Club Vaudeville, Lindau: Dienstag, 17.3., 20.45 Uhr


Waltz With Bashir: Zunächst auf realem Videofilm als Basis für eine gezeichnete Version gedreht, ist ein Film entstanden, den es im Grunde nicht geben kann: ein animierter Dokumentarfilm. Denn von Freunden auf seine Erinnerungen an den Libanonkrieg 1982, bei dem er in unmittelbarer Nähe der Massaker von Sabra und Shatila als Soldat diente, angesprochen, wollte der Regisseur Ari Folman sich zunächst an die damaligen Ereignissen nicht erinnern. Auf Dauer konnte das Verdrängte aber nicht unterdrückt werden und so machte Folman sich auf eine Spurensuche nach der eigenen Vergangenheit, interviewte damalige Kriegskameraden und rekonstruierte so die Ereignisse und das zwischen Discofieber und brutalen Kriegsaktionen pendelnde jugendliche Lebensgefühl. Nicht zuletzt dank eines brillanten Sounddesigns mit zeitgenössischen Songs und treibender Musik  entwickelt „Waltz with Bashir“ einen hypnotischen Sog, der durch Verfremdungen mit ausgeklügelter Farbdramaturgie noch gesteigert wird. Jeglicher Voyeurismus, der klassischen Kriegsfilmen oft innewohnt, wird durch die Verschiebung auf die Trickfilmebene vermieden und der Schrecken bricht voll und nachhaltig durch, wenn am Ende die Animationsszenen in Archivaufnahmen vom Massaker übergehen.
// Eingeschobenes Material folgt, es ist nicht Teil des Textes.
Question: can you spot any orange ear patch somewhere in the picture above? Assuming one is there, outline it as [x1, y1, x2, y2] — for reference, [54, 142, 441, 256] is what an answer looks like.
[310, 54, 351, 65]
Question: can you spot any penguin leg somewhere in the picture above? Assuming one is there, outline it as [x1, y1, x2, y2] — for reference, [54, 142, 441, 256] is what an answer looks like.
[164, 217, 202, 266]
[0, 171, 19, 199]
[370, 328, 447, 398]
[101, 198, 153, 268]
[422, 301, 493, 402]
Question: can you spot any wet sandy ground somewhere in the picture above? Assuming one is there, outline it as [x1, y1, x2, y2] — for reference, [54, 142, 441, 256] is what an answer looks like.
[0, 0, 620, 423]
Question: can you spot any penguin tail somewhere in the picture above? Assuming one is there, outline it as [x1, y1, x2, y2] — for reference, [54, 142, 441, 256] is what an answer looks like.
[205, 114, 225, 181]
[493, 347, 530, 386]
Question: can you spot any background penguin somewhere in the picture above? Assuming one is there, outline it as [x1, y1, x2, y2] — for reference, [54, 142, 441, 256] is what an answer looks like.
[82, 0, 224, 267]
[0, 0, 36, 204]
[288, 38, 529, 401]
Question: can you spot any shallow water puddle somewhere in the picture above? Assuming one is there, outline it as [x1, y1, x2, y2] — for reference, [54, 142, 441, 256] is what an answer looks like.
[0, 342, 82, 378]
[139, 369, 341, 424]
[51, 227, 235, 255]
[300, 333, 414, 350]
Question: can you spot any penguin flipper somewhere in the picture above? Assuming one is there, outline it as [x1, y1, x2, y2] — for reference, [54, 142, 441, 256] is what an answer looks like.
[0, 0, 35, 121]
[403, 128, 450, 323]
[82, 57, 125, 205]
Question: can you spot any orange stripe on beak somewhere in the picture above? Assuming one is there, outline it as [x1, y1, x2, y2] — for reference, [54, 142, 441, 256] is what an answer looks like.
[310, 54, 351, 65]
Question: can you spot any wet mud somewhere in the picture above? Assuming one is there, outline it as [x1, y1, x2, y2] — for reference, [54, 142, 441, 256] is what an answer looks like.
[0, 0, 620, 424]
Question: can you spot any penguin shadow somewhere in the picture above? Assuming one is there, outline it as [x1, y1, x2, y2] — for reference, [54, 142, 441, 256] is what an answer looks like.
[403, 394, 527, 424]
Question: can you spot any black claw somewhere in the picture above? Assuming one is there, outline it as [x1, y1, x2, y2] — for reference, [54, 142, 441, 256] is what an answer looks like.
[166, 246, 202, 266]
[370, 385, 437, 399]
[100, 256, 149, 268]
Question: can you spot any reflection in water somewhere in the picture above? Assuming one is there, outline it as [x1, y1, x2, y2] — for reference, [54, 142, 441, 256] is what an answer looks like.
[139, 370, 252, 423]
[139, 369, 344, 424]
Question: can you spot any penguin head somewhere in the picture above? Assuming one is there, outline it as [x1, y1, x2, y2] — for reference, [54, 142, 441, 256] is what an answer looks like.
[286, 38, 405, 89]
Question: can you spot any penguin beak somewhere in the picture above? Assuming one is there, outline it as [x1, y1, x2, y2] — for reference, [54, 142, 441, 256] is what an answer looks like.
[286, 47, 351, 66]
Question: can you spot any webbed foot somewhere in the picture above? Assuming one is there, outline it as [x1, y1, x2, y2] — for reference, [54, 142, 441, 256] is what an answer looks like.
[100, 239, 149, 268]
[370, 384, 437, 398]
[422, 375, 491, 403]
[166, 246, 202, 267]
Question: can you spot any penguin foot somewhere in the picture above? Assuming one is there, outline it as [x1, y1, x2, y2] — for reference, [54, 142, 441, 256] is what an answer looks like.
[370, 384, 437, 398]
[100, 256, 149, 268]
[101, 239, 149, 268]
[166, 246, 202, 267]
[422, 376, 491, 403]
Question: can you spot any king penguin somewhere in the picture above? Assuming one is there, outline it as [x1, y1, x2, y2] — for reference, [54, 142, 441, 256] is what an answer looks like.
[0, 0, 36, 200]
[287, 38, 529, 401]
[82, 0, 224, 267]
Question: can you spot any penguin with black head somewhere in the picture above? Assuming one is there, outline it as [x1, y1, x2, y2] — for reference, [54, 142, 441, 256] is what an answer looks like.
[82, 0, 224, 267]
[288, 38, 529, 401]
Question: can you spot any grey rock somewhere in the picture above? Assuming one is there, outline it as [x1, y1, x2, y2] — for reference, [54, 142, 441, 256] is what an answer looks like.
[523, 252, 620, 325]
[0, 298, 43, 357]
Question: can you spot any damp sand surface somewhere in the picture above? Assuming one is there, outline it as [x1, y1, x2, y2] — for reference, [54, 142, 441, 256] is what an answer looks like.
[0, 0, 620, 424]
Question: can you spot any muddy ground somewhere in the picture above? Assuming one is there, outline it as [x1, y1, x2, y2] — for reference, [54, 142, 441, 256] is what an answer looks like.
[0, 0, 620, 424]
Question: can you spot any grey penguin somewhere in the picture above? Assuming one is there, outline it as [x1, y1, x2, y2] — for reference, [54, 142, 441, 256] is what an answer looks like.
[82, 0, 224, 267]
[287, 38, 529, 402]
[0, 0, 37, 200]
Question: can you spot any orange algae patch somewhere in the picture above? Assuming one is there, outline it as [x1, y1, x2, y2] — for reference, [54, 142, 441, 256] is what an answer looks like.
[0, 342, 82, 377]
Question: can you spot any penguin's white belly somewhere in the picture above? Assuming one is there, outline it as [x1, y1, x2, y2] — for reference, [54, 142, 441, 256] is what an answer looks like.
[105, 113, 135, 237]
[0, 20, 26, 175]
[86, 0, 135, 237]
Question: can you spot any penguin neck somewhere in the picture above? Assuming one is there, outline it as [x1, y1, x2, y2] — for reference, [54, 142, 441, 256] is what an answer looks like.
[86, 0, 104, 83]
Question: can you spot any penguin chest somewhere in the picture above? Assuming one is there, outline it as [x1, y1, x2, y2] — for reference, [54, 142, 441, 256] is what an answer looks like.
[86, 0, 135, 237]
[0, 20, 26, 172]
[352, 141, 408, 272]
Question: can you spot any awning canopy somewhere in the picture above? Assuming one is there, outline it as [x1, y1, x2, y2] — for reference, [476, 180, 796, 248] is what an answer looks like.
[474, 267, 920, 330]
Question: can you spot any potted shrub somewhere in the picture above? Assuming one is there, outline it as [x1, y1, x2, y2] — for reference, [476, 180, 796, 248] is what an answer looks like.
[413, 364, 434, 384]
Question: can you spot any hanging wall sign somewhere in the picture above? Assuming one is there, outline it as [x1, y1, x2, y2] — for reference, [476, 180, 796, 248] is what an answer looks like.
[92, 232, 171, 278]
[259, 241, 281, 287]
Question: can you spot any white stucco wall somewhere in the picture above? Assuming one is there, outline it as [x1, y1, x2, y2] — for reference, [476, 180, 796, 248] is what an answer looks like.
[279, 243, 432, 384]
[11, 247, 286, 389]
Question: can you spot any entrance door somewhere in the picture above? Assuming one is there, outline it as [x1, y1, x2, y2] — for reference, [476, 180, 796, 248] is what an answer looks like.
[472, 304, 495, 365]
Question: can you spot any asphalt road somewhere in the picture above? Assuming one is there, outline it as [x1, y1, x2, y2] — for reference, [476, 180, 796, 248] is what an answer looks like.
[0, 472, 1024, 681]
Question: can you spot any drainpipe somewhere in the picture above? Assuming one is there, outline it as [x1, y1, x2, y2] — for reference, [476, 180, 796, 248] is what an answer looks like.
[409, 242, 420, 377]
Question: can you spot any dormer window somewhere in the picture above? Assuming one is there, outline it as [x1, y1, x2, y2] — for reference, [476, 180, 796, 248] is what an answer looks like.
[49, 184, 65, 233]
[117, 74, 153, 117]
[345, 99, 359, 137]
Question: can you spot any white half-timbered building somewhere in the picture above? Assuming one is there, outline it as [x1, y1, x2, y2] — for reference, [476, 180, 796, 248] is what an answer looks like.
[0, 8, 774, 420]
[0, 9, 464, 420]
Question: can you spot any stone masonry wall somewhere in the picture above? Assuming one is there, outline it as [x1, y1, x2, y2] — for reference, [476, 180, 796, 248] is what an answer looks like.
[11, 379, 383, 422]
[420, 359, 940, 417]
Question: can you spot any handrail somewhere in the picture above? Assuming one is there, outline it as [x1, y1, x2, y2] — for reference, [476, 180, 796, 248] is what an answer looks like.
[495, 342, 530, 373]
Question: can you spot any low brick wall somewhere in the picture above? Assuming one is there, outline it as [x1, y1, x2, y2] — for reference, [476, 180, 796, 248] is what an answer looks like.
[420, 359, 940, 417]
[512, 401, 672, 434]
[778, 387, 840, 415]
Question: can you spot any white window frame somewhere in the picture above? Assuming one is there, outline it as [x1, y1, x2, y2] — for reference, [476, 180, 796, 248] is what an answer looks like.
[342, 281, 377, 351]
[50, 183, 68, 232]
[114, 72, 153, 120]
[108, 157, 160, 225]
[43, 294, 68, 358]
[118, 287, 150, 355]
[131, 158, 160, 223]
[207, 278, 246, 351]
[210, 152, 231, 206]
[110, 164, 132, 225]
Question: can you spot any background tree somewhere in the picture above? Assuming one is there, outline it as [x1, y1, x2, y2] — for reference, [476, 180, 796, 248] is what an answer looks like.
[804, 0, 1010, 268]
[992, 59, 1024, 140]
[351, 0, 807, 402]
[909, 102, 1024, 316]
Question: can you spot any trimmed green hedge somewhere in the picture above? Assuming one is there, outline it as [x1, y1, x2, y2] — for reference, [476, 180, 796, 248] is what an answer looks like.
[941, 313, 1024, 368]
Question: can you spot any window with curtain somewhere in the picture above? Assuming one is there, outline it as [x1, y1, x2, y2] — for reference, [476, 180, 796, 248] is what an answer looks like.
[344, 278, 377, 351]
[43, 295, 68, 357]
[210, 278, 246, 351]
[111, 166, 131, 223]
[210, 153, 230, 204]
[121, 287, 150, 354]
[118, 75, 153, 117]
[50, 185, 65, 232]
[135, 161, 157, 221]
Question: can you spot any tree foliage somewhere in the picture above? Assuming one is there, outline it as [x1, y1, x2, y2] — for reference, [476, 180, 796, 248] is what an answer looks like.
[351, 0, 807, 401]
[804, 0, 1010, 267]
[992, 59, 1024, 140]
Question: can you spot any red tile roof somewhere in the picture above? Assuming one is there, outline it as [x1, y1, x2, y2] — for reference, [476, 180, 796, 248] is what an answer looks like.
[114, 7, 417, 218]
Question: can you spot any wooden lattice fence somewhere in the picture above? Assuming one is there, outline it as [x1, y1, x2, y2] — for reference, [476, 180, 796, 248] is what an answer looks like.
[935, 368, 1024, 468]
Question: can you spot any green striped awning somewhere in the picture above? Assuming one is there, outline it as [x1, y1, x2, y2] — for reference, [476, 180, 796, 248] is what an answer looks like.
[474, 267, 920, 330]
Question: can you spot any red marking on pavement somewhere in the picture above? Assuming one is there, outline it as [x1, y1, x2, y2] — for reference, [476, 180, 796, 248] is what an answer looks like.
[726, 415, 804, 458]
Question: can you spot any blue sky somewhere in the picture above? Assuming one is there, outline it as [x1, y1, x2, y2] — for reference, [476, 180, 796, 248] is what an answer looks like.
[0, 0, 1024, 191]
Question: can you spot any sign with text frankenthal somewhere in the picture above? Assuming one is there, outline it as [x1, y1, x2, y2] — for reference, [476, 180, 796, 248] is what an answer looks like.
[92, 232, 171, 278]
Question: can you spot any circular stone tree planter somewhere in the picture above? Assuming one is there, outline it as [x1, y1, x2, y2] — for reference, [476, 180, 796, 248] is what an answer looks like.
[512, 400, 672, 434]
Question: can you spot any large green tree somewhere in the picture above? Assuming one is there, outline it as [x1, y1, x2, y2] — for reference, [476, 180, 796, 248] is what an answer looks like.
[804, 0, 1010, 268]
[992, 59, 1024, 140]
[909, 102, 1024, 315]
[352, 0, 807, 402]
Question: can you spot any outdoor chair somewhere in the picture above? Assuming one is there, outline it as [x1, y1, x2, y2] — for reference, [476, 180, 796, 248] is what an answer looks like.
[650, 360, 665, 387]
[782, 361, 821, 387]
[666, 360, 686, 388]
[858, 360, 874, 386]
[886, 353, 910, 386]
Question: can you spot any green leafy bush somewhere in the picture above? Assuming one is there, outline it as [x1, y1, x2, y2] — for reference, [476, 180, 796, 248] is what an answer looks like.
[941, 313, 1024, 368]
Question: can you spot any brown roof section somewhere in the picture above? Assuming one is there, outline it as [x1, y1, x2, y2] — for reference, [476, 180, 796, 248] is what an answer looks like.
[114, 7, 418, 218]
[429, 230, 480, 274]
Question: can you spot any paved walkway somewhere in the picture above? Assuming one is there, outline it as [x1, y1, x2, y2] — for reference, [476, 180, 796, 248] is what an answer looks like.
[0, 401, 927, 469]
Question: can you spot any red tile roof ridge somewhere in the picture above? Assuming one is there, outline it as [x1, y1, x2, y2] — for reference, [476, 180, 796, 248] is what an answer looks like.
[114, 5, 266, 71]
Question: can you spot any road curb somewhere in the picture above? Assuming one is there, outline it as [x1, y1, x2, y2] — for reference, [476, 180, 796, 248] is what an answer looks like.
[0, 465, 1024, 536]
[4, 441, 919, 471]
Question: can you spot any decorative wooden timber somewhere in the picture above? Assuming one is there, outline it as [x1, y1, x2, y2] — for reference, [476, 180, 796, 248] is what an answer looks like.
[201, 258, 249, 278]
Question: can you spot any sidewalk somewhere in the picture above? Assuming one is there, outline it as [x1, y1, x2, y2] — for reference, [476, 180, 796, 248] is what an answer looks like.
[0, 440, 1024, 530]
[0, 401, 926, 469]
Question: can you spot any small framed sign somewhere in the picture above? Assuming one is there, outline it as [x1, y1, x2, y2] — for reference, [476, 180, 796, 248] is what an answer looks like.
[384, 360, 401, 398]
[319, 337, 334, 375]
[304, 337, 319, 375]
Kino Madlen, Heerbrugg: Montag, 16.3., 20.15 Uhr


Yol – Der Weg: Ein 1982 mit der Goldenen Palme von Cannes ausgezeichneter Höhepunkt des türkischen Kinos, gedreht von Serif Gören nach genauen Anweisungen des damals im Gefängnis sitzenden Yilmaz Güney. Erzählt wird in einer großen Parallelmontage von fünf Strafgefangenen, die für eine Woche Hafturlaub erhalten. Auf dem Weg zu ihren Familien und in ihren Familien müssen sie dabei aber feststellen, dass das ganze Land ein Gefängnis ist, eingeengt nicht nur durch das überall präsente Militär, sondern auch durch religiöse Traditionen und gesellschaftliche Zwänge.